For a sequence like this:

2 4 6 8 16 32

or

500 1000 2000 4000

(Where the previous term is doubled)

The equation is:

a = base
r = multiplier (doubling/tripling previous term)
n = term number, as usual

x = a(rⁿ)

I rearranged this to get:

n = log_r(x/a)

Since I'm only in high school I'd never done logarithms so the above was hard to rearrange ^_^

What I want to know is for the same sequence but each term is added up, what is the equation?

And what would that be rearranged to give n?

What I want to know is for the same sequence but each term is added up, what is the equation

How do you mean? Could you give an example of the sequence you have in mind?

A term in a geometric series is given by the equation U_n = ar^{n - 1}, so the value of n is log_r(U_n/a) + log_rr = log_r(U_n/a) + 1.

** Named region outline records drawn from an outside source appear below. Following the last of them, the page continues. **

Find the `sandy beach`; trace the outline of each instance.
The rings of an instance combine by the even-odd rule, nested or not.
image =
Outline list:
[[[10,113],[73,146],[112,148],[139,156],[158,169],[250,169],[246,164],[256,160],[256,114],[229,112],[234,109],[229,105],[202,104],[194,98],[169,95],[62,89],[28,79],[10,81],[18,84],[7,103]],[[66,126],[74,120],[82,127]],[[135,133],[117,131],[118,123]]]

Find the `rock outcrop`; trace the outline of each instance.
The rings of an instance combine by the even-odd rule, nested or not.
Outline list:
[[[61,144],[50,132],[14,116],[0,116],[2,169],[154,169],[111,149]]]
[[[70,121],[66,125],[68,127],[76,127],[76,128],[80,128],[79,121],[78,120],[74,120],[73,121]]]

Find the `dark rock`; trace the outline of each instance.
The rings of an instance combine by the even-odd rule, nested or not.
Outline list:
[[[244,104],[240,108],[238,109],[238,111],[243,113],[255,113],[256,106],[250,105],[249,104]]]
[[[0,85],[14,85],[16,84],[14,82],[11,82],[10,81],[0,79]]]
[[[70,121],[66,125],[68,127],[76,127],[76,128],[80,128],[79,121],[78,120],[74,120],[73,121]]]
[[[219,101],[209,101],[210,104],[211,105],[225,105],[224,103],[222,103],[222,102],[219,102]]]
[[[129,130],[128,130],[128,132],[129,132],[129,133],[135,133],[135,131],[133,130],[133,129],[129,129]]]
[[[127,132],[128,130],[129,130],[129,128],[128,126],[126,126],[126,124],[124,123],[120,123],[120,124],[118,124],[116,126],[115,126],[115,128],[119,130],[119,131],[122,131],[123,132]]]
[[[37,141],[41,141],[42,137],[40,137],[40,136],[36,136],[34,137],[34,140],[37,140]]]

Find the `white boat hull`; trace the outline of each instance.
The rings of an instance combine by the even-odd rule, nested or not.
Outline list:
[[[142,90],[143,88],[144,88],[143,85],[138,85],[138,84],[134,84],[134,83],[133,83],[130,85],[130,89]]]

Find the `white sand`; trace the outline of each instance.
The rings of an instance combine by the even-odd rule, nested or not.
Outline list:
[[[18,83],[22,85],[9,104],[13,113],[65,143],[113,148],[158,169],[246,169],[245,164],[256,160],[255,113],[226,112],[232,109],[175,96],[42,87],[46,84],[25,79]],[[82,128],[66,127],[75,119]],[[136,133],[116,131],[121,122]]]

The other one you're thinking of is called an arithmetic series and the equation is U_n = a + (n - 1)d, so (n - 1)d = -a, so n - 1 = -a/d, so n = (-a/d) + 1.

I think I've rearranged that correctly, it's easier on paper (so you might want to do it yourself to check; the equation a + (n - 1)d is right though).

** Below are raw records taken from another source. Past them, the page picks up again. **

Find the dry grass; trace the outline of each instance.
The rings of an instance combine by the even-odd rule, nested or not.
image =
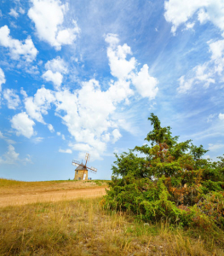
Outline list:
[[[108,181],[75,181],[75,180],[55,180],[45,182],[23,182],[11,179],[0,178],[0,195],[31,194],[83,189],[88,188],[106,187]]]
[[[100,199],[0,208],[1,255],[224,255],[182,230],[109,213]]]
[[[103,189],[106,182],[0,179],[0,200],[15,192],[24,193],[22,198],[33,191],[88,189],[94,194],[100,186]],[[99,197],[65,197],[58,202],[0,207],[0,255],[224,255],[221,244],[210,234],[201,239],[195,230],[137,223],[130,215],[102,209]]]

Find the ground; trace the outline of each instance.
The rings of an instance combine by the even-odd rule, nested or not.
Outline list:
[[[224,255],[209,234],[104,209],[106,188],[106,181],[0,179],[0,255]]]
[[[0,186],[0,207],[99,197],[106,194],[106,182],[99,181],[25,183],[0,179],[0,183],[3,183]]]

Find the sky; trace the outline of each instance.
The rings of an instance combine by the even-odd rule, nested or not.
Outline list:
[[[154,113],[224,154],[223,0],[2,0],[0,177],[110,179]]]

There is no equation for the sum, in a general case. If you have a finite set of numbers, simply sum them. If you want the infinite/asymptotic sum, you'll have to check for convergence (which in this case is false, thus the sum would be infinity).

However, for a geometric serie the sum is simply
\sum_{K=0}^{n-1} r^{K-1} = \frac{1-r^n}{1-r} \qquad \forall r \neq 1

If a geometric series is infinite and r < 1, then the sum is http://texify.com/?$\frac{a}{1 - r}$
If it's finite, the sum is http://texify.com/?$a\frac{1 - r^n}{1 - r}$

For an arithmetic series, the sum is http://texify.com/?$\frac{n}{2}(a_1 + a_n) = \frac{n}{2}[a_1 + (n - 1)d]$

(copy the whole link (up to and including the $) to see the equation).